Abstract:
Background Annually, approximately 35% of global seafood is lost or wasted during the journey from catch to consumption. This substantial loss not only incurs significant economic costs but also adversely impacts the environment.
Objective To mitigate these effects, it is essential for manufacturers to provide accurate information regarding the shelf life of seafood at every stage of the supply chain. Reliable shelf life data is crucial for optimizing supply chain management, enhancing food safety, and reducing waste. This article aims to categorize and analyze existing shelf life models, detailing their applications within the seafood industry. By doing so, it seeks to assist stakeholders in better understanding and utilizing these models, ultimately improving seafood quality monitoring and management.
Methods Through an extensive literature review and case analysis, this paper offers a comprehensive overview of the application backgrounds and characteristics of commonly used models. Special emphasis is placed on their specific applications within the seafood sector, particularly models predicting food freshness indices and shelf life. By comparing the strengths and weaknesses of different models, this study explores their effectiveness and potential in practical applications.
Conclusion The findings indicate that a wide variety of models are currently employed for monitoring food quality, each with its distinct application context and characteristics. Shelf life models commonly used include kinetic models, neural networks, accelerated shelf life testing, and partial least squares regression models. In the seafood industry, these models are extensively used to predict the shelf life of fish, shellfish, and crustaceans, aiding enterprises in optimizing supply chain management and reducing losses. Future research should focus on further promoting the use of shelf life models in the seafood industry, particularly the development of new models and the application of multivariate analysis methods.

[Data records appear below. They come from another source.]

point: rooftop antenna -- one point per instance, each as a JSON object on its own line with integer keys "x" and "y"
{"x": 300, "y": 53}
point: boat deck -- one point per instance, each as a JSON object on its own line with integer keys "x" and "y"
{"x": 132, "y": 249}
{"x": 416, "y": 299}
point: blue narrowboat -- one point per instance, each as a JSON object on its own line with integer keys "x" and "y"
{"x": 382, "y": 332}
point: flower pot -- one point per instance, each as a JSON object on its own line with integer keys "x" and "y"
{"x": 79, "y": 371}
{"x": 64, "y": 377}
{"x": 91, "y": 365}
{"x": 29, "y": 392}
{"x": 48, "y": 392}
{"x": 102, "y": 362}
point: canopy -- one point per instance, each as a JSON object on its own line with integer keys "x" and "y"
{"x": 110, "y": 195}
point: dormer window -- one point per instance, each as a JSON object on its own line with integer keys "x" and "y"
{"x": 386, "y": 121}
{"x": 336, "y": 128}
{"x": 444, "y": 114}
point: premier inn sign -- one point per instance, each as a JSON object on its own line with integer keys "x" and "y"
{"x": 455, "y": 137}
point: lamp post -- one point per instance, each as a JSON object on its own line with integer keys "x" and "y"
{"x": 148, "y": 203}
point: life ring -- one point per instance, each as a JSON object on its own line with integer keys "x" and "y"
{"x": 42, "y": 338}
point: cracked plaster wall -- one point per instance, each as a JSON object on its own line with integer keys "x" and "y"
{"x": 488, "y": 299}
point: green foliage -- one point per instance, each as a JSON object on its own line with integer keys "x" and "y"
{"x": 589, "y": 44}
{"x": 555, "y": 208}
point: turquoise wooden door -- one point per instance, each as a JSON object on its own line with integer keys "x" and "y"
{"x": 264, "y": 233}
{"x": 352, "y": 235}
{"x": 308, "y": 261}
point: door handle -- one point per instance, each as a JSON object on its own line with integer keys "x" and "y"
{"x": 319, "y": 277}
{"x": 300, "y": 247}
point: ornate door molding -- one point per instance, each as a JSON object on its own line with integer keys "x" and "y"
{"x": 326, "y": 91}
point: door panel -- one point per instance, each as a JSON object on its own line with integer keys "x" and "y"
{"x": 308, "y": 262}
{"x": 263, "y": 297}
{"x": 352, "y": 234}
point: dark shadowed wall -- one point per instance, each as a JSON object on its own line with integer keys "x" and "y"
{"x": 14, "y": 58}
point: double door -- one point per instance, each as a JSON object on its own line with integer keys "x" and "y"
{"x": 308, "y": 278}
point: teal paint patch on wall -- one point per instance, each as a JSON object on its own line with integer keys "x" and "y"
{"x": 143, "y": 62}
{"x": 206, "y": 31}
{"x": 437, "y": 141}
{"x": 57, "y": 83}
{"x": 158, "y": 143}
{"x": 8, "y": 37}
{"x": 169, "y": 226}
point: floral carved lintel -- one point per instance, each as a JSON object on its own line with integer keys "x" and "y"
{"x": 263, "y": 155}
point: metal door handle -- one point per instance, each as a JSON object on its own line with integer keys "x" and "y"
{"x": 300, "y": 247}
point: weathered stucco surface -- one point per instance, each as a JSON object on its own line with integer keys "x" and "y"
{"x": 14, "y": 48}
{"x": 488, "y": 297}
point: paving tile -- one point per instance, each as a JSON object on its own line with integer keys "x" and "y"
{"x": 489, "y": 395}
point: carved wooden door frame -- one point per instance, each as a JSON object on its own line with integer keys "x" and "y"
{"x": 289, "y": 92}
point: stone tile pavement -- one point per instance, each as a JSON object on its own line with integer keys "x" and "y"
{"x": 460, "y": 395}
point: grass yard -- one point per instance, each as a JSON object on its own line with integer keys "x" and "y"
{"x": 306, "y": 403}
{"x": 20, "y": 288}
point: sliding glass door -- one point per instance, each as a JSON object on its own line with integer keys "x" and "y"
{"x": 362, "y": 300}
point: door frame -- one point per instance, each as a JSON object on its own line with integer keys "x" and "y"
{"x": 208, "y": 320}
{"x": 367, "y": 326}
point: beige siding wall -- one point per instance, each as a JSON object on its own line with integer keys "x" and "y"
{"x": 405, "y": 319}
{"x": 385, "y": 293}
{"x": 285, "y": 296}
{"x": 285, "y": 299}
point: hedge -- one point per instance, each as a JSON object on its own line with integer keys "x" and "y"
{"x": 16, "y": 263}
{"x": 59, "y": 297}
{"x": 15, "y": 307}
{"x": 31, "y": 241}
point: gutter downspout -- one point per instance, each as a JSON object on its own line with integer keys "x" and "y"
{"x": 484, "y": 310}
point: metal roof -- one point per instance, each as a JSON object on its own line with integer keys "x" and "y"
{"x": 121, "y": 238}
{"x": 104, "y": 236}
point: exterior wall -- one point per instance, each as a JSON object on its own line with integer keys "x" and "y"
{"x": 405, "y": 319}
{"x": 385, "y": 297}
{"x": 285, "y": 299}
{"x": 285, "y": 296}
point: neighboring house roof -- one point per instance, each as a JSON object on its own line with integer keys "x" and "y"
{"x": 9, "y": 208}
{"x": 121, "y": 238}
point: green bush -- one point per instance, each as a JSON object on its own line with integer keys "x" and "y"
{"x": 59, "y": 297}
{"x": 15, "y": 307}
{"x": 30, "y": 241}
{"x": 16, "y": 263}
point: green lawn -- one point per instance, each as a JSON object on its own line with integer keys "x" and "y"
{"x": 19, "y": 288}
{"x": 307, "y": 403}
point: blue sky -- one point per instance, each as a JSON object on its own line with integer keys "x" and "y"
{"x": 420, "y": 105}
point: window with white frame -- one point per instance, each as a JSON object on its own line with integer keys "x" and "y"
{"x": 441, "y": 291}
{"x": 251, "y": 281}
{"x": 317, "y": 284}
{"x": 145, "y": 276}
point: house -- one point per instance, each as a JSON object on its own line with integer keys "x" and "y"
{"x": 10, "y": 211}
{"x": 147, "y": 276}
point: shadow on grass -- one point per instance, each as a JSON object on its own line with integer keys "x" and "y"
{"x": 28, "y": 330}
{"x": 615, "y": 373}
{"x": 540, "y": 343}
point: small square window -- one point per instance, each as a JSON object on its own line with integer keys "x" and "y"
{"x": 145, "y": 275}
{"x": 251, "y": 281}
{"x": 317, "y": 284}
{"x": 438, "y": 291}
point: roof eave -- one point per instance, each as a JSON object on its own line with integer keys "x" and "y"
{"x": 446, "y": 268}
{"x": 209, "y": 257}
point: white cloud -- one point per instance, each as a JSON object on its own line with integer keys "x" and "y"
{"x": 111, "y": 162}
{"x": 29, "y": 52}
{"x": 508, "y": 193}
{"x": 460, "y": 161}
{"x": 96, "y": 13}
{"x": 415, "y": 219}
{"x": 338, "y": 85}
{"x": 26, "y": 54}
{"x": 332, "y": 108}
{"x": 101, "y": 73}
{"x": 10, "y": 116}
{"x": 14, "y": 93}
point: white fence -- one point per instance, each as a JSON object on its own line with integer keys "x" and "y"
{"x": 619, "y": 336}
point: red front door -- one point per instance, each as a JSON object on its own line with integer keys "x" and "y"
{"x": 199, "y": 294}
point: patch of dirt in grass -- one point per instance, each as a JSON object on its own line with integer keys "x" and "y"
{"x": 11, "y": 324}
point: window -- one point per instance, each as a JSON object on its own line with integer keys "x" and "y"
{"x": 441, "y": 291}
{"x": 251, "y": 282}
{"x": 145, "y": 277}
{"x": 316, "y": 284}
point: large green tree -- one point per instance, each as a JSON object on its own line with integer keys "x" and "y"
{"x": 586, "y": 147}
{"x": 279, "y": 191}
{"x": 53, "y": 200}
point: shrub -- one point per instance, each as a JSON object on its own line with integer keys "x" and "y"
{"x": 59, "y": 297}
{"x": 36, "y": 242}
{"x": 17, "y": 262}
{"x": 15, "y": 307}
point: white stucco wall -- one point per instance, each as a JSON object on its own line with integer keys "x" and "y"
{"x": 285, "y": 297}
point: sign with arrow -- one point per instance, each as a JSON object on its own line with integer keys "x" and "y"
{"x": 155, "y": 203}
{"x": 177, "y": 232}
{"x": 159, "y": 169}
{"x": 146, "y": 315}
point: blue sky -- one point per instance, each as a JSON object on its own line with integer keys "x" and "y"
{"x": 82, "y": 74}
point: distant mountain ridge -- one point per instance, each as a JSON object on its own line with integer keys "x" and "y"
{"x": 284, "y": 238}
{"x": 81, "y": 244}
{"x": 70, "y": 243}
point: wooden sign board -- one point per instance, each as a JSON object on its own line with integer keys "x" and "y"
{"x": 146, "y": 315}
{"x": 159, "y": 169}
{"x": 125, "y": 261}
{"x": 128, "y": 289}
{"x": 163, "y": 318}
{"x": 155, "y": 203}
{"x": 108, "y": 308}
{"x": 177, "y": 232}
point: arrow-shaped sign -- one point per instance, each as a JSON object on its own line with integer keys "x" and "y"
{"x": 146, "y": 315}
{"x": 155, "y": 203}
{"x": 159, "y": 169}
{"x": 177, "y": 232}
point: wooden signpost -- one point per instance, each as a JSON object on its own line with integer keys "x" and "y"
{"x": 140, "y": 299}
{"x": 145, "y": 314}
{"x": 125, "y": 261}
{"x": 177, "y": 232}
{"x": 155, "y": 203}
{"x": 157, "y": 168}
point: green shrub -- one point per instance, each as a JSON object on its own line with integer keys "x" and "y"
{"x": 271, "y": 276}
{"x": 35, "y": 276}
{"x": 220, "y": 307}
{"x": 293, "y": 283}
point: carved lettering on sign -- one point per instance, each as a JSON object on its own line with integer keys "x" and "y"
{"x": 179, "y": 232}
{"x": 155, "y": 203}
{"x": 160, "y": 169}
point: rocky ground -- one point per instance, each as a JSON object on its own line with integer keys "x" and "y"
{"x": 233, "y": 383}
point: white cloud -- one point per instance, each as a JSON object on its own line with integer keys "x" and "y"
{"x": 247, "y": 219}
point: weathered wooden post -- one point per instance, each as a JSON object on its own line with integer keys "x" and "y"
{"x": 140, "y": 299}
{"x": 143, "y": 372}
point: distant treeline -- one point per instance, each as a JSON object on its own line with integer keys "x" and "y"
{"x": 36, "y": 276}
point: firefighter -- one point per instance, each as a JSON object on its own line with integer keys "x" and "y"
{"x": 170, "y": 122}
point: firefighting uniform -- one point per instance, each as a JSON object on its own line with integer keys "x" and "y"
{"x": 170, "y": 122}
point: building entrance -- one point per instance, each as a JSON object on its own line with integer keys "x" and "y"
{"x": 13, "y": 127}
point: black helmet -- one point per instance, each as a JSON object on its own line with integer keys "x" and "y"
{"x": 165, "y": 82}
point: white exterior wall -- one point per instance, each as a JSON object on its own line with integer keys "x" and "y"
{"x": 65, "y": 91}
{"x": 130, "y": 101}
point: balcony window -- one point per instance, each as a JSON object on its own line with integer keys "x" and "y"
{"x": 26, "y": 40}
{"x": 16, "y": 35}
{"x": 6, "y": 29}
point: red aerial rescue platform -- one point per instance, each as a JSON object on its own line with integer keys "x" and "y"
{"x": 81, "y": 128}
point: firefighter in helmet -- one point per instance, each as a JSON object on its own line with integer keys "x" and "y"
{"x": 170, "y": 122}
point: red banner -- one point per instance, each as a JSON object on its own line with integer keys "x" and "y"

Prospect Real-time food quality monitoring can identify more reliable methods of transportation, processing, and packaging, thus reducing losses and enhancing efficiency. The integration of Internet of Things (IoT) and artificial intelligence (AI) technologies can facilitate real-time monitoring and prediction. These advancements can significantly reduce losses and waste at various stages of the seafood supply chain, and improve the economic efficiency and sustainability of the entire industry.